Siedlungsflächen, Riegelbildung, Tourismus, Vogelzug, Verbundachsen zu Schutzgebieten, Großvögel, Fledermausschutz und der Grundwasserspiegel: In allen Bereichen rügte die Gemeinde das nicht ausreichend berücksichtigte Konfliktpotenzial. Mit einer generellen Ablehnung aber taten sich die Gemeindevertreter schwer, die sich nach Auskunft des Bürgermeisters zuvor darauf verständigt hatten, keine explizite Stellungnahme für oder gegen das Windvorranggebiet abgeben zu wollen. Das jedoch konnten die Einwohner wiederum nicht nachvollziehen. Erst nach erneuten Protesten der immer noch zahlreich vertretenen Einwohner votierten die Gemeindevertreter mit vier Ja-Stimmen bei drei Enthaltungen für den Zusatz, der Ausweisung des Vorranggebietes nicht zuzustimmen.

„Dass es so schwierig ist, die Gemeinde zu vertreten, hatte ich nicht für möglich gehalten. Jetzt aber bin ich froh, dass sich die Stellungnahme gegen das Vorranggebiet ausspricht“, zeigte sich Claussen nach der Entscheidung erleichtert. 127 Hektar ist die Fläche groß, an der Schieren mit 19 Hektar den kleinsten Anteil hat. 21 Hektar gehören zum Stadtgebiet von Bad Segeberg, der mit 87 Hektar größte Batzen befindet sich auf dem Gemeindegebiet von Weede. Acht bis elf Anlagen sind dort als Repowering-Anlagen vorgesehen. Gespräche zwischen Investoren und den 22 Landeigentümern hat es bereits gegeben, die für das Projekt eine GmbH gegründet haben.

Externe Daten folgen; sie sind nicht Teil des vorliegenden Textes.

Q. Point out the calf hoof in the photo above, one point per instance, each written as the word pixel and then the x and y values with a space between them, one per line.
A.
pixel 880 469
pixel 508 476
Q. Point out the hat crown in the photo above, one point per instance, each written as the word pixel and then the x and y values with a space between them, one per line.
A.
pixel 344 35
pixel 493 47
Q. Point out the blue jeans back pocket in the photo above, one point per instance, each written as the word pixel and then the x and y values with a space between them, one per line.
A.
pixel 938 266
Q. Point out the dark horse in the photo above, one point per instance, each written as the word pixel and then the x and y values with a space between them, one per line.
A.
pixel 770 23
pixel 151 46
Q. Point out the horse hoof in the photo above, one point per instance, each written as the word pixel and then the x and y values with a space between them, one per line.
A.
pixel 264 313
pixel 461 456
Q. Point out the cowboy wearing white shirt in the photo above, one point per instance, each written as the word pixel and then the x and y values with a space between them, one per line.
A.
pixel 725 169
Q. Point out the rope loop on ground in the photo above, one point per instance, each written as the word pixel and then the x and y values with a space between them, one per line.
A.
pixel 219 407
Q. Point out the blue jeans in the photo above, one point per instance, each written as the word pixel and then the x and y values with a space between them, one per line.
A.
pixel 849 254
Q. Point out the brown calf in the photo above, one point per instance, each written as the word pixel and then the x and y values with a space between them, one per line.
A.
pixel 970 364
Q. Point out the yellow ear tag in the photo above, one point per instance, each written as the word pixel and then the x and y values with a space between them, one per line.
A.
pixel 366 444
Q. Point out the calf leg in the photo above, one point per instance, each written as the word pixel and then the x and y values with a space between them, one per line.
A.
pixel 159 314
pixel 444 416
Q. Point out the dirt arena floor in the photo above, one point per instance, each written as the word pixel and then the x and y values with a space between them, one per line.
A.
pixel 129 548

Die kurzfristig für Dienstag einberufene Einwohnerversammlung mit anschließender Sitzung des Gemeinderates war noch besser besucht als schon die letzte Zusammenkunft am 25. April. Von den rund 100 Einwohnern kamen die meisten aus Schieren, aber auch Weedes Bürgermeisterin Christel Jürgens und weitere Bürger ihrer Gemeinde, in der heute um 19.30 Uhr ebenfalls eine Einwohnerversammlung im Jugend- und Sportlerheim stattfindet, hatten sich auf den Weg gemacht. Auch Wolfgang Tödt, Bauausschussvorsitzender der Stadt Bad Segeberg, war nach Schieren gekommen, um sich dort ein eigenes Bild von der Stimmung zu machen.

Wie schon bei der Sitzung davor gab Bürgermeister Schumacher einen Überblick über das Repowering-Projekt und appellierte an die Einwohner, selbst tätig zu werden und Bedenken wie Anregungen zu äußern. „Nichts ist in Stein gemeißelt. Alle Argumente in der Anhörung werden geprüft und bewertet“, so Schumacher. Auch Dr. Susanne Kirchhof von „Gegenwind Schleswig-Holstein“ und Jens-Peter Koelln vom Bundesverband Windenergie kamen zu Wort.